The King who was always at a distance, always seemed to be on the other side. The King who had never understood him.
Yet now he felt almost a kinship with him, a connection. Aragorn seemed to understand what he was trying to say, and more, what he did not say.
He too loved the White City, that much was clear in his eyes. His presence was soothing, the stillness he wore like a cloak about him drew even the most troubled heart into a place of quiet and of peace. That quiet strength encouraged and inspired those who followed him, this Man who was Isildur's Heir.
The Heir who bore the sword reforged from the Blade that was Broken. Already he was the King, though not yet fully revealed, one could see that he was no ordinary man.
Boromir knew that he was truly the King, that the Elf at the Council had been right in saying he was the rightful King of Gondor. The King he had grudgingly come to respect, even admire, in the course of their journey to this place.
Aragorn, son of Arathorn, a Man among Men indeed. Who could help but admire him, the strength and grace with which he carried himself, the courage and nobility which shone from his spirit, the fervent dedication to his cause.

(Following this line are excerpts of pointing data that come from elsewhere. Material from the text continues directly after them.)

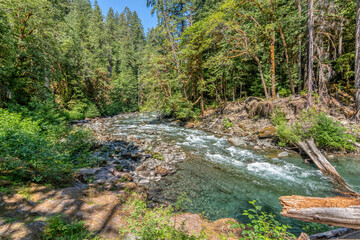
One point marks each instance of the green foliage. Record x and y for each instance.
(227, 124)
(92, 111)
(278, 117)
(58, 228)
(180, 109)
(154, 223)
(263, 225)
(36, 150)
(330, 134)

All he can do is try his best to give whatever the King may need of him. Try to be a strong warrior and a faithful captain, expecting nothing more than to be allowed to serve. Expecting no more than a few kind words or a brief hand of friendship, no more than a little shared laughter now and then. Expecting that he will not be taken into the King's confidence, spoken with heart to heart.
And why should he, when he has shown how little he knows of the burdens of the King? When he has been rude and proud and spoken harshly of the course they have chosen to follow, the course the King believes that he must take to defeat the Shadow.

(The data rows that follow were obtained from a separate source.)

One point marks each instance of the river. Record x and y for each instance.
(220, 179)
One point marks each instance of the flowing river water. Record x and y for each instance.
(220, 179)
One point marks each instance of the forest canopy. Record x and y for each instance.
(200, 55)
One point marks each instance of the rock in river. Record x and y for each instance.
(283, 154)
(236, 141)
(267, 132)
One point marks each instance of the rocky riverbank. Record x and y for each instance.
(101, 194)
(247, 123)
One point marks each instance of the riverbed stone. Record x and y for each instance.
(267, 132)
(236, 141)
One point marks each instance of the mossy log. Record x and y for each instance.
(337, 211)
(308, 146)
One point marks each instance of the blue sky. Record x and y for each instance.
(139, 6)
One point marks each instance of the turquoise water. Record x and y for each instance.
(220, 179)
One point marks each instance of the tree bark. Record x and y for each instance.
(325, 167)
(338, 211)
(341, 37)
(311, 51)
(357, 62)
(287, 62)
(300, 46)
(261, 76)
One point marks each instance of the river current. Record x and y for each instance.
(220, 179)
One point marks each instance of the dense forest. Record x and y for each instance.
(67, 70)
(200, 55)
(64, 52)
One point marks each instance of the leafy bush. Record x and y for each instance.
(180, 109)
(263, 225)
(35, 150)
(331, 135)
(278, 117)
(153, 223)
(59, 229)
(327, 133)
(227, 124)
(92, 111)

I have been not only proud and arrogant, but also blind and foolish—-forgive me, Lord. I would have made amends. Whatever you asked of me, I would do, and glad to be of service.
To fight for him, in this hopeless war; for he brings hope, he is the hope. To grant him any wish or request that is in his power. To love and serve and watch as he becomes the ruler of the Stone Land and of all Men--
To die for, if need be...yes, perhaps that would be best...
"I would have followed you, my brother. My captain. My King..."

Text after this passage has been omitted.